P-values and hypothesis testing get a bad rap - but we sometimes find them useful.


This post written by Jeff Leek and Rafa Irizarry.

The p-value is the most widely-known statistic. P-values are reported in a large majority of scientific publications that measure and report data. R.A. Fisher is widely credited with inventing the p-value. If he was cited every time a p-value was reported his paper would have, at the very least, 3 million citations* - making it the most highly cited paper of all time. 

However, the p-value has a large number of very vocal critics. The criticisms of p-values, and hypothesis testing more generally, range from philosophical to practical. There are even entire websites dedicated to “debunking” p-values! One issue many statisticians raise with p-values is that they are easily misinterpreted, another is that p-values are not calibrated by sample size, another is that it ignores existing information or knowledge about the parameter in question, and yet another is that very significant (small) p-values may result even when the value of the parameter of interest is scientifically uninteresting.
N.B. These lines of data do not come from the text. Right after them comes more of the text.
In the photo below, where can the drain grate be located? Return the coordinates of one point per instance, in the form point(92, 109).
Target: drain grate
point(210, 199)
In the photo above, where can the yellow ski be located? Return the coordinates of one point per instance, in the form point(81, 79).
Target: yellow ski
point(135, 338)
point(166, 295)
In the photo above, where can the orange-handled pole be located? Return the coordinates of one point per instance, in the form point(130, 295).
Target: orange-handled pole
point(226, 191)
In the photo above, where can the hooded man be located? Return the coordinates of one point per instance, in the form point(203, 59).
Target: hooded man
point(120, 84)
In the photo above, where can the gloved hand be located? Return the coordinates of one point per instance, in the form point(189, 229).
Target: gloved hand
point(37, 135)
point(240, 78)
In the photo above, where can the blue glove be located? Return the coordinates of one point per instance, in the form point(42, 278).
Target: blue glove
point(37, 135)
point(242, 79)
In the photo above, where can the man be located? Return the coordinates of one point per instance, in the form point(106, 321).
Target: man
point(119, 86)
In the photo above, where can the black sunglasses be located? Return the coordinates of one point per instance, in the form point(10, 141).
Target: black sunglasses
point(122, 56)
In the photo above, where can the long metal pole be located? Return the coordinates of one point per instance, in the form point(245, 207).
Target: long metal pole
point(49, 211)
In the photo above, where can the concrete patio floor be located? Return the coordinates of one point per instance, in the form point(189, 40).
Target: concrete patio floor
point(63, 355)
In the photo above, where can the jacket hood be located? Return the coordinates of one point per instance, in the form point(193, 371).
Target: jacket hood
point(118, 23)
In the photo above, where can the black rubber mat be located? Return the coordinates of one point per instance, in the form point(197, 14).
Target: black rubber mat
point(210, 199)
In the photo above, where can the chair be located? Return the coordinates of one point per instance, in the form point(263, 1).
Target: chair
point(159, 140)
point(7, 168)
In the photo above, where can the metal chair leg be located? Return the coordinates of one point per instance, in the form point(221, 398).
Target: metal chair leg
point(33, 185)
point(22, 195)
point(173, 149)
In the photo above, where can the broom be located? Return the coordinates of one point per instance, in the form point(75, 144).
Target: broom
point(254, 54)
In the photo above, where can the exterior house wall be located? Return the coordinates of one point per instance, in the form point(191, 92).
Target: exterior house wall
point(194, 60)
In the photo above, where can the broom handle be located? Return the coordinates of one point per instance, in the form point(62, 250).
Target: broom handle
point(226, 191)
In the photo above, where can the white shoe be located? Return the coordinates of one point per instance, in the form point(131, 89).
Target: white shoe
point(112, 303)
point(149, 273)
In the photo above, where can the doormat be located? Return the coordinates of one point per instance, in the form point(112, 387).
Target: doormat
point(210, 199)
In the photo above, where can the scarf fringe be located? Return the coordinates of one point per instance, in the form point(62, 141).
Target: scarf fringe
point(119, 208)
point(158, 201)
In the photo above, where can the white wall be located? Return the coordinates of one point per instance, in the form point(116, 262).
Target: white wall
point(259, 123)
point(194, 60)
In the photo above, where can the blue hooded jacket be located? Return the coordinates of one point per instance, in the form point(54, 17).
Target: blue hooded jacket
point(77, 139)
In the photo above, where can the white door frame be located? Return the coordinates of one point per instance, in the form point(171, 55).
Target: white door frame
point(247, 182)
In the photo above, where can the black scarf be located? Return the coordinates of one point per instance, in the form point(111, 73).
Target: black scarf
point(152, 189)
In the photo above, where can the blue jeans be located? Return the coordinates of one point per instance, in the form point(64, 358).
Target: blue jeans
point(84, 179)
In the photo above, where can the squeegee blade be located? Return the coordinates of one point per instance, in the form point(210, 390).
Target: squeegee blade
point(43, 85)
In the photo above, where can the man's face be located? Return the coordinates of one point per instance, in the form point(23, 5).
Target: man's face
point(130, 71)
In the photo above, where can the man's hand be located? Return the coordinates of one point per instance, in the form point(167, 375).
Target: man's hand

We agree with all these criticisms. Yet, in practice, we find p-values useful and, if used correctly, a powerful tool for the advancement of science. The fact that many misinterpret the p-value is not the p-value’s fault. If the statement “under the null the chance of observing something this convincing is 0.65” is correct, then why not use it? Why not explain to our collaborator that the observation they thought was so convincing can easily happen by chance in a setting that is uninteresting. In cases where p-values are small enough then the substantive experts can help decide if the parameter of interest is scientifically interesting. In general, we find p-value to be superior to our collaborators intuition of what patterns are statistically interesting and which ones are not.

We also find p-values provide a simple way to construct decision algorithms. For example, a government agency can define general rules based on p-values that are applied equally to products needing a specific seal of approval. If the rule proves to be to lenient or restrictive, we change the p-value cut-off appropriately. In this situation we view the p-value as part of a practical protocol, not a tool for statistical inference.

Moreover the p-value has the following useful properties for applied statisticians:

  1. p-values are easy to calculate, even for complicated statistics. Many statistics do not lend themselves to easy analytic calculation; but using permutation and bootstrap procedures p-values can be calculated even for very complicated statistics. 
  2. p-values are relatively easy to understand.  The statistical interpretation of the p-value remains roughly the same no matter how complicated the underlying statistic and they also bounded between 0 and 1. This also means that p-values are easy to mis-interpret - they are not posterior probabilities. But this is a difficulty with education, not a difficulty with the statistic itself. 
  3. p-values have simple, universal properties  Correct p-values are uniformly distributed under the null, regardless of how complicated the underlying statistic. 
  4. p-values are calibrated to error rates scientists care about Regardless of the underlying statistic, calling all P-values less than 0.05 significant leads to on average about 5% false positives even if the null hypothesis is always true. If this property is ignored things like publication bias can result, but again this is a problem with education and the scientific process, not with p-values. 
  5. p-values are useful for multiple testing correction. The advent of new measurement technology has shifted much of science from hypothesis driven to discovery driven making the existing multiple testing machinery useful. Using the simple, universal properties of p-values it is possible to easily calculate estimates of quantities like the false discovery rate - the rate at which discovered associations are false.
  6. p-values are reproducible. All statistics are reproducible with enough information. Given the simplicity of calculating p-values, it is relatively easy to communicate sufficient information to reproduce them. 

We agree there are flaws with p-values, just like there are with any statistic one might choose to calculate. In particular, we do think that confidence intervals should be reported with p-values when possible. But we believe that any other decision-making statistic would lead to other problems. One thing we are sure about is that p-values beat scientists’ intuition about chance any day. So before bashing p-values too much we should be careful because, like democracy to government, p-values may be the worst form of statistical significance calculation except all those other forms that have been tried from time to time. 


* Calculated using Google Scholar using the formula:

Number of P-value Citations = # of papers with exact phrase “P < 0.05” + (# of papers with exact phrase “P < 0.01” and not exact phrase “P < 0.05”) +   (# of papers with exact phrase “P < 0.001” and not exact phrase “P < 0.05” or “P < 0.001”) 

= 1,320,000 + 1,030,000 + 662,500

This is obviously an extremely conservative estimate.